Then in 1858 he volunteered to join the small force of Royal Engineers being assembled for
duty in the boisterous gold rush colony of British Columbia. Lindsays
duties in the new colony included supervising work on the Cariboo Waggon Road and other
projects. In 1861 he led a military force guarding the Gold Escort from Barkerville to the coast. On one
occasion he transported a prisoner from the gold fields to Yale, a distance of 380 miles
by horseback and steamboat, in only 30 hours.
Like most of the Detachments enlisted men, Lindsay chose to stay in B.C. after
leaving the army. Upon completing his military service in England, he returned to the
Colony in 1866. He was discharged with the rank of Quartermaster Serjeant and the Good
Conduct Medal and took up his 150-acre military land grant in Pitt Meadows on the lower
Fraser River, where he soon found work as a policeman.

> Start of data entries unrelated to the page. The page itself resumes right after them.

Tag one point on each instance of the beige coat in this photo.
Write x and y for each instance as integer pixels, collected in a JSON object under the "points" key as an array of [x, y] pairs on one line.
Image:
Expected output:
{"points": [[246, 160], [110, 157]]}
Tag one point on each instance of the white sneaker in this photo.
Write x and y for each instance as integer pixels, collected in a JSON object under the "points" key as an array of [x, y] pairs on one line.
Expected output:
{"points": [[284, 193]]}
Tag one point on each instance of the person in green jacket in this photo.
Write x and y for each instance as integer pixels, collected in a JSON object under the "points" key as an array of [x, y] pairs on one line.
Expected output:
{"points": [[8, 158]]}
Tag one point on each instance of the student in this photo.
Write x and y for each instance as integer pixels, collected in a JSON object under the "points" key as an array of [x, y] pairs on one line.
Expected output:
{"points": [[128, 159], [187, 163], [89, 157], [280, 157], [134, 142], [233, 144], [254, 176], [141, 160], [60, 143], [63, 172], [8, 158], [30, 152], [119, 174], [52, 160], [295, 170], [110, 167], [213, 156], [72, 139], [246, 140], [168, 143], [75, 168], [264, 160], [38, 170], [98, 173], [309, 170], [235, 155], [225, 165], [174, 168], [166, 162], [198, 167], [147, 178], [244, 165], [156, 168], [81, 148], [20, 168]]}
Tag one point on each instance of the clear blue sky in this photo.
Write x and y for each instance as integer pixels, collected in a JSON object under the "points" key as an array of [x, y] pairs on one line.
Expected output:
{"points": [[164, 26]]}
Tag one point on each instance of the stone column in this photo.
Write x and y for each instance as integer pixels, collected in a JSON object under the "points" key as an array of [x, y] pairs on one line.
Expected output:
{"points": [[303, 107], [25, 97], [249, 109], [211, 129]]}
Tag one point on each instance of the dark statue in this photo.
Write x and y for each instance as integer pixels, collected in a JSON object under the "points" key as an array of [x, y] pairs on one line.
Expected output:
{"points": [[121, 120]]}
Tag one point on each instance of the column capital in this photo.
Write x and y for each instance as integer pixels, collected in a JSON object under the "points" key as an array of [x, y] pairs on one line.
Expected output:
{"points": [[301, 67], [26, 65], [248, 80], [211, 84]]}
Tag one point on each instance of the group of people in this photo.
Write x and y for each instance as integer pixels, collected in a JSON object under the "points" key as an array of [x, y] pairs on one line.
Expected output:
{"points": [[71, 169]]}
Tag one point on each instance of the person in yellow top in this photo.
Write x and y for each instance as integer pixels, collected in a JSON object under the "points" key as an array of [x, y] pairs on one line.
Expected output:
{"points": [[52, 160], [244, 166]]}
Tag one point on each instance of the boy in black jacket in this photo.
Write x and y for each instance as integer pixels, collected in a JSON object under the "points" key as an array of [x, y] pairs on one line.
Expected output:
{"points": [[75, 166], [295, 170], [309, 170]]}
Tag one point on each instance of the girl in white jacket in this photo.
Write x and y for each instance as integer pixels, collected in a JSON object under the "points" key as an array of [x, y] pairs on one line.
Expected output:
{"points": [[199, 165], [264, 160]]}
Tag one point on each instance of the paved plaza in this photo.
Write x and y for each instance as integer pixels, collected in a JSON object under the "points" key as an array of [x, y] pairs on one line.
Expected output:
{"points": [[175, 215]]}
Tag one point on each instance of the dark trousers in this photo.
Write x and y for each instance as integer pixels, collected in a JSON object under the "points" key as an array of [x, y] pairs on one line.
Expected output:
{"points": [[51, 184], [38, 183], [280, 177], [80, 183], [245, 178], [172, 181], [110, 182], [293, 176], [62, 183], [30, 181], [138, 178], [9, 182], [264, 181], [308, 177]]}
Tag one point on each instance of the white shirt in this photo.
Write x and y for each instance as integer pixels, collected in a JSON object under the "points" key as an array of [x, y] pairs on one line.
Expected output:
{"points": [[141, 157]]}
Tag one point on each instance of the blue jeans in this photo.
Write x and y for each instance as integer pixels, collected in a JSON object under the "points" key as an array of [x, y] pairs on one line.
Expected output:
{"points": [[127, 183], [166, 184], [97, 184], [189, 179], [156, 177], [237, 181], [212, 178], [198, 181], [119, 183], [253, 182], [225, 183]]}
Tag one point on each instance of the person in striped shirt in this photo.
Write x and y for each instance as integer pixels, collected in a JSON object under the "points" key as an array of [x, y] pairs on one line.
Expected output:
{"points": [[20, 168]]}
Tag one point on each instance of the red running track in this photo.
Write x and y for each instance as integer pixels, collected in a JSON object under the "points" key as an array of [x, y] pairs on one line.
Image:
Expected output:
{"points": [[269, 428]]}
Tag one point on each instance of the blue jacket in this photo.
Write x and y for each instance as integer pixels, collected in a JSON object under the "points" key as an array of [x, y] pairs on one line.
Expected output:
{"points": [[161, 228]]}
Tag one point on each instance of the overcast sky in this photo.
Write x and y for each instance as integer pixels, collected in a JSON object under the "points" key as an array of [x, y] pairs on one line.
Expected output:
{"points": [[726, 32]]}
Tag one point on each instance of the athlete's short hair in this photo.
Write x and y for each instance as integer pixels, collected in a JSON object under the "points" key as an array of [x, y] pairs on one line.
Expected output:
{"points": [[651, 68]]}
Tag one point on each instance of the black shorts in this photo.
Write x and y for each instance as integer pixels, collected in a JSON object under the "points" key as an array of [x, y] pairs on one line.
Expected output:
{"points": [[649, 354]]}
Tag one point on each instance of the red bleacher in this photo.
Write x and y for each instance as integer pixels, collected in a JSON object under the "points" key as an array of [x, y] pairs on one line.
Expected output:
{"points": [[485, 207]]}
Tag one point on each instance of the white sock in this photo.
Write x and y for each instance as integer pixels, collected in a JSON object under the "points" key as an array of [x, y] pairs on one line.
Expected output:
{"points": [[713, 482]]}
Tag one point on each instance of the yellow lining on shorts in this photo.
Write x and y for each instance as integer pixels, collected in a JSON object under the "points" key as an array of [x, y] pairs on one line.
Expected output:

Lindsay spent the rest of his days in the rowdy mining towns of the interior,
eventually becoming Chief Constable of the Cariboo. He was well liked and known as a fine
athlete, once pursuing a large Bear armed only with an axe. He was also a hard
drinker and a gossip, earning him the nickname Whispering Jimmy. He died in
1890, age 62, and is buried at Barkerville."